Is my reaction truly allergic?
Some people may experience an adrenaline rush after injection with a local anesthetic, including anxiety, heart palpitations, sweating, flushing, shortness of breath, or nausea. Oftentimes, they mistake this as an allergy to the anesthetic. However, this is a normal sympathetic response to the epinephrine that was present in the solution.
During a true allergic reaction, antibodies specifically target and bind to the allergen. This causes other cells, such as mast cells or basophils, to release histamine. Histamine causes symptoms such as itching, rash, hives, or swelling. For this reason, allergic reactions are typically characterized by the immediate onset of these symptoms following allergen exposure. Severe reactions may also result in anaphylaxis. Of all the people who report reactions to local anesthetics, only 1% have true allergies to them.
It is important to note that the metabisulfite and methylparaben found in many anesthetics are also common allergens. Additionally, anesthetics of the ester class may break down into para-aminobenzoic acid, another common allergen. Exposure to these may result in an allergic reaction as described above, although this indicates an allergy to those specific compounds, not to the anesthetic itself.
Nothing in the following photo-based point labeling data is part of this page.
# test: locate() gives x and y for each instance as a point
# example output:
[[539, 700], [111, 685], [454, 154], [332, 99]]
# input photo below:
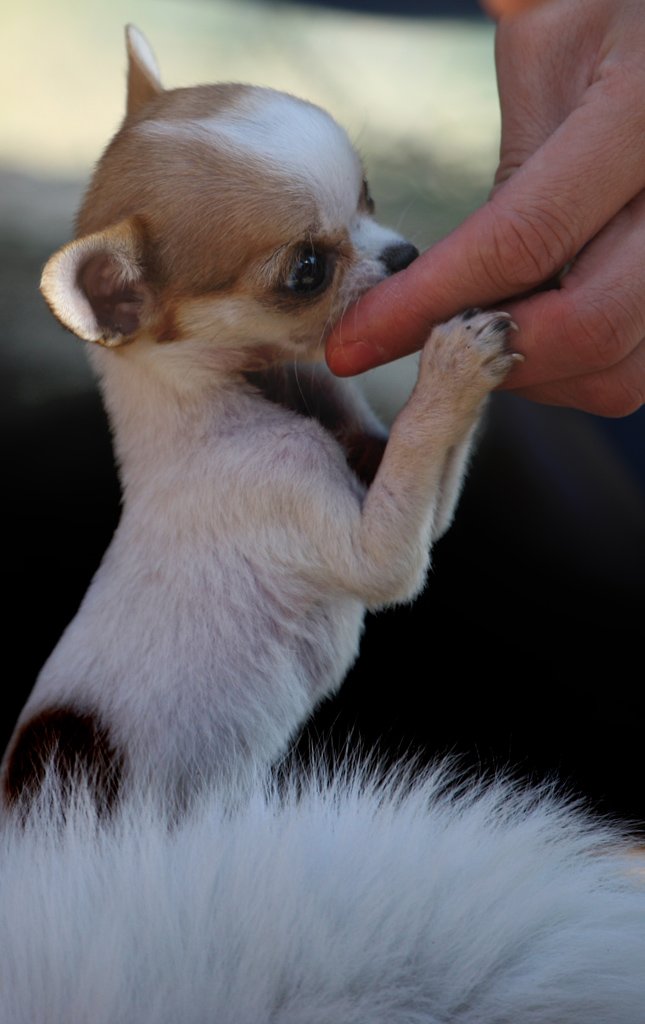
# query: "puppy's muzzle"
[[398, 256]]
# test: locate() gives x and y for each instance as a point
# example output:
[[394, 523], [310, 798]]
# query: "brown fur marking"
[[75, 745]]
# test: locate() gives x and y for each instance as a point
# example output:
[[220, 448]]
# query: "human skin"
[[570, 185]]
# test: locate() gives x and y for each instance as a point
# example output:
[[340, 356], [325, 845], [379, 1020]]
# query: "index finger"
[[528, 230]]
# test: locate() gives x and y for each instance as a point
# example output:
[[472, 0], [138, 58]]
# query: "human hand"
[[571, 176]]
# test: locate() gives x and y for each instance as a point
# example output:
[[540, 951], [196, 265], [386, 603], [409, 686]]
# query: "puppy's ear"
[[95, 287], [143, 78]]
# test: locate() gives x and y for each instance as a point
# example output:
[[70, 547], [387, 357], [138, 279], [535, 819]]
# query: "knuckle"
[[528, 248], [615, 397], [601, 332]]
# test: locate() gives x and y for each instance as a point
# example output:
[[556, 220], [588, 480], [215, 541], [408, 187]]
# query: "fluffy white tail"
[[336, 902]]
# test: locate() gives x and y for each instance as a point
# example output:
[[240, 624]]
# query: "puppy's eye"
[[308, 273]]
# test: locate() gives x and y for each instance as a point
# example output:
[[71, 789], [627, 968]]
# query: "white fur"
[[272, 124], [228, 604], [349, 905], [231, 598]]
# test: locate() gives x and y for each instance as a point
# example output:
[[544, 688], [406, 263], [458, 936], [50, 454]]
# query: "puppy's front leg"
[[461, 363]]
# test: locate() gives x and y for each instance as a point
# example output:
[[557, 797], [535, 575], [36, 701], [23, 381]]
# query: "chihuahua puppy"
[[225, 229]]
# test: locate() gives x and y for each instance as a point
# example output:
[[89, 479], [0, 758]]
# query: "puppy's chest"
[[361, 452]]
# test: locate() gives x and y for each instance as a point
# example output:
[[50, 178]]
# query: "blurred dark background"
[[525, 647]]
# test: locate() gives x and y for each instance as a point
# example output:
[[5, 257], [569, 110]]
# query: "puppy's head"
[[232, 218]]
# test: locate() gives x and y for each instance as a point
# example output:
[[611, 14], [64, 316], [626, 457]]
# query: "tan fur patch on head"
[[216, 183]]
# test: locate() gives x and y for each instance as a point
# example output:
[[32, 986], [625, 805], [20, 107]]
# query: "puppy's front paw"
[[472, 349]]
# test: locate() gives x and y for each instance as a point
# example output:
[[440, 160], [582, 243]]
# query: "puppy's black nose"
[[398, 256]]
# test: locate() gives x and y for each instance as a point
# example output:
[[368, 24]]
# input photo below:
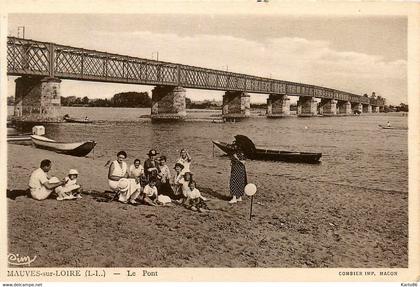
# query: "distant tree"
[[131, 99], [10, 100]]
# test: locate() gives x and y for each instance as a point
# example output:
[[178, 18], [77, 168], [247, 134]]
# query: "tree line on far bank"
[[142, 100]]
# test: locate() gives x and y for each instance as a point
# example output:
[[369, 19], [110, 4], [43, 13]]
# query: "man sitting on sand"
[[40, 186]]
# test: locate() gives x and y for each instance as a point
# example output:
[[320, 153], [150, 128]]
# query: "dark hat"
[[179, 164], [152, 152]]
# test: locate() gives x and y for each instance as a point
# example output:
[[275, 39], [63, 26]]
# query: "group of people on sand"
[[152, 183], [41, 185]]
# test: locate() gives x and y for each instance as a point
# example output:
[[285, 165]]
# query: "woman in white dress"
[[128, 189], [185, 160]]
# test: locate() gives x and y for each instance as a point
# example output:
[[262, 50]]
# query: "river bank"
[[297, 223]]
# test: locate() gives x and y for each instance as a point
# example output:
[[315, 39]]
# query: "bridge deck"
[[30, 57]]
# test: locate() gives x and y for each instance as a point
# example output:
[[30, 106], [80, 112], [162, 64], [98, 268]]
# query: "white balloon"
[[250, 189]]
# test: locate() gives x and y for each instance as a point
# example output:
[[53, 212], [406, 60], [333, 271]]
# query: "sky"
[[354, 54]]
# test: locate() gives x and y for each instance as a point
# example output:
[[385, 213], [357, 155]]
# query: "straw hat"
[[54, 180], [152, 152], [180, 165], [73, 171], [123, 184]]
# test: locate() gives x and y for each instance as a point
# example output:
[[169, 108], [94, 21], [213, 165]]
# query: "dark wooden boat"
[[75, 149], [18, 138], [69, 119], [254, 153]]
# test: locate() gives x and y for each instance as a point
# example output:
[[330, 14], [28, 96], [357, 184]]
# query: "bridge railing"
[[29, 57]]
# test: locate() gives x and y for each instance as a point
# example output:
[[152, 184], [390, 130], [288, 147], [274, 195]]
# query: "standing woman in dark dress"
[[238, 178]]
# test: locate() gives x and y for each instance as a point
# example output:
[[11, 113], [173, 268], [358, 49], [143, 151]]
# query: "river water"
[[356, 152]]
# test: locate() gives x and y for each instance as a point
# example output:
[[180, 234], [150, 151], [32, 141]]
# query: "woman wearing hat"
[[151, 165], [175, 184], [238, 178], [118, 181], [185, 160]]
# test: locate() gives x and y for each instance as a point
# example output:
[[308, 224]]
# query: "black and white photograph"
[[223, 139]]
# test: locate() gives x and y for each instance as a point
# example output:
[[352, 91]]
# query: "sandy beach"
[[341, 226]]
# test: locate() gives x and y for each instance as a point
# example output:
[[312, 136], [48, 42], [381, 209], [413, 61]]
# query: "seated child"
[[150, 192], [194, 200], [184, 183], [136, 170], [70, 190]]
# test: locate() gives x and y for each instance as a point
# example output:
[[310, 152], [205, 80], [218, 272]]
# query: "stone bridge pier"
[[367, 108], [37, 99], [344, 108], [236, 106], [307, 106], [278, 106], [357, 107], [168, 103], [328, 107]]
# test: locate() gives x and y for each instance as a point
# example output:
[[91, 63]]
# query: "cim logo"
[[16, 259]]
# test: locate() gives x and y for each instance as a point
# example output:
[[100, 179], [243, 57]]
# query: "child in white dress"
[[194, 200], [150, 194], [70, 190]]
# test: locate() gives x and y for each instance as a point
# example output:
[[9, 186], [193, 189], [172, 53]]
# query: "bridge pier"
[[278, 106], [236, 106], [357, 107], [367, 109], [307, 106], [328, 107], [37, 99], [344, 107], [168, 104]]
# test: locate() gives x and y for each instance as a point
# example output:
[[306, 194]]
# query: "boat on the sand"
[[18, 138], [391, 128], [75, 149], [252, 152], [69, 119]]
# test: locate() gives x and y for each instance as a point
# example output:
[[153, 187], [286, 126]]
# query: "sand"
[[310, 224]]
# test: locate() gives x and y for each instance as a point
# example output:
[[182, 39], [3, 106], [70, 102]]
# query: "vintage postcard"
[[209, 141]]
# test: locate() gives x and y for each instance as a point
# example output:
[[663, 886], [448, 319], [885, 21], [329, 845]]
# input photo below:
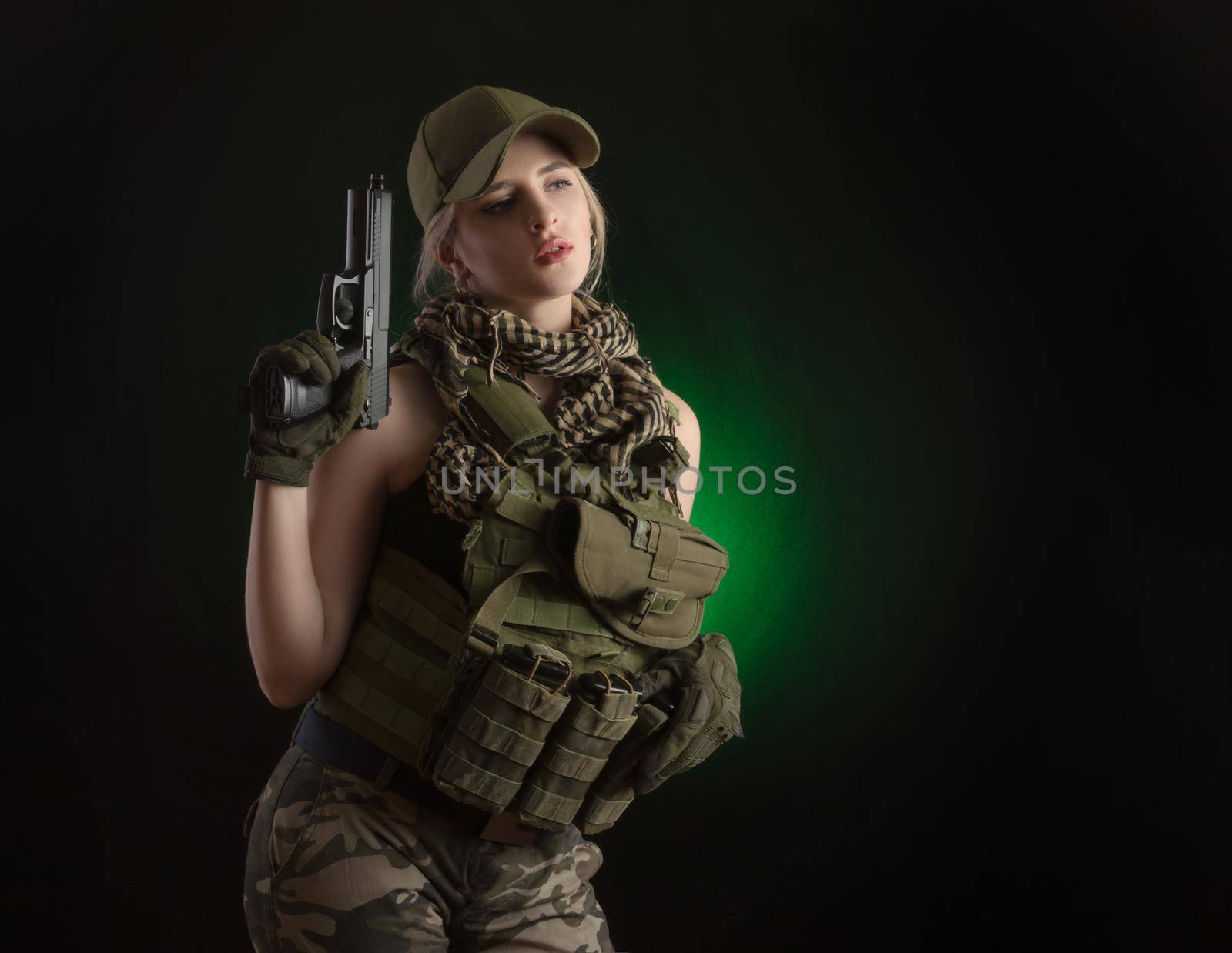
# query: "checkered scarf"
[[611, 402]]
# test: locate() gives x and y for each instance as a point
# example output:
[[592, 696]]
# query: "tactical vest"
[[513, 692]]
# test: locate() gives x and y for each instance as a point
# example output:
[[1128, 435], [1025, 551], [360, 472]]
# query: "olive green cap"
[[460, 145]]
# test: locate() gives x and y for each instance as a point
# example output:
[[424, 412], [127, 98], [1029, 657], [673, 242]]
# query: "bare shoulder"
[[689, 430], [416, 420]]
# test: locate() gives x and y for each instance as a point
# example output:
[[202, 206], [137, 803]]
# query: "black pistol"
[[353, 310]]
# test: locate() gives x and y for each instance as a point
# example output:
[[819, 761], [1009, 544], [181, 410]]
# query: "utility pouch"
[[613, 791], [576, 753], [499, 728], [647, 579]]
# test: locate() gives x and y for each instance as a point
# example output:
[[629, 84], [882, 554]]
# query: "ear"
[[447, 259]]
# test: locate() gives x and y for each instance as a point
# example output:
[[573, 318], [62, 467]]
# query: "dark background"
[[966, 260]]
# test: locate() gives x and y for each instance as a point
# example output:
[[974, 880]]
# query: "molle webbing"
[[503, 414], [394, 673]]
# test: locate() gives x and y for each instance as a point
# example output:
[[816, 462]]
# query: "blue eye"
[[500, 206]]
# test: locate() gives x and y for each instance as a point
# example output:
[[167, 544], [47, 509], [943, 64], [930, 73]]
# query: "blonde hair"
[[433, 279]]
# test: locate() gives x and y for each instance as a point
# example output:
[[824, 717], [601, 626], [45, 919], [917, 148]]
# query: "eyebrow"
[[545, 170]]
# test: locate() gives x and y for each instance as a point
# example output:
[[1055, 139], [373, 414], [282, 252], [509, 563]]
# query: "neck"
[[552, 314]]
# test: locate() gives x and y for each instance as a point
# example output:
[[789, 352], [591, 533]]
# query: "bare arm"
[[689, 431], [311, 548]]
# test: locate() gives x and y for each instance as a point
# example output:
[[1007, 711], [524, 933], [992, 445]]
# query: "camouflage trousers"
[[336, 864]]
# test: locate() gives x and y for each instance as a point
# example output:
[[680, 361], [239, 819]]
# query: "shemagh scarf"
[[610, 404]]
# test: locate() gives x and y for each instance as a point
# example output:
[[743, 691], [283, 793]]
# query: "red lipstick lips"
[[546, 255]]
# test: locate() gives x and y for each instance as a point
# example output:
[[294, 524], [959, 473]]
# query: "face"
[[498, 236]]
Anesthetic allergy testing
To determine whether or not you have an allergy to local anesthetics, skin testing may be performed. In this procedure, the allergen is introduced into the skin and the skin is monitored for itchiness, redness, or the formation of a bump, all signs of an allergic reaction. Skin testing first involves exposure to the skin surface via prick testing, followed by intradermal testing if results are negative. If both prick and intradermal results are negative, you may undergo a graded challenge to further evaluate possible allergies. This involves the subcutaneous injection of increasing doses of the allergen, with an observation period following each dose. The local anesthetics used for these procedures should be free of any additives, such as epinephrine, parabens, or sulfites. This is important to identify if the reaction is due to the additives, or the anesthetic itself. Additionally, it may be useful to test drugs from both the amide and ester classes. This way, even if you react to one class, it will confirm that it is safe to use the other class for procedures requiring pain relief.
What do my skin testing results mean?
Understanding skin testing results is essential for dentists and doctors to administer pain management drugs that are safe for you. A reaction to only ester anesthetics may permit the use of amides instead, and vice versa. A reaction to only amide anesthetics may also permit the use of other amides because these compounds have a low risk of cross reactivity.
You may find that while you had an allergic reaction after anesthetic exposure, skin testing results were negative. In this case, the reaction may have been due to the additives commonly found in solutions, which were absent during skin testing. Anesthetics free of epinephrine, parabens, and sulfites may still be used in this scenario, and should not trigger an allergic reaction. This is an important distinction to make so that you are not mistakenly labeled with an allergy to local anesthetics, as this would place unnecessary limitations on your access to pain management drugs during dental and medical procedures.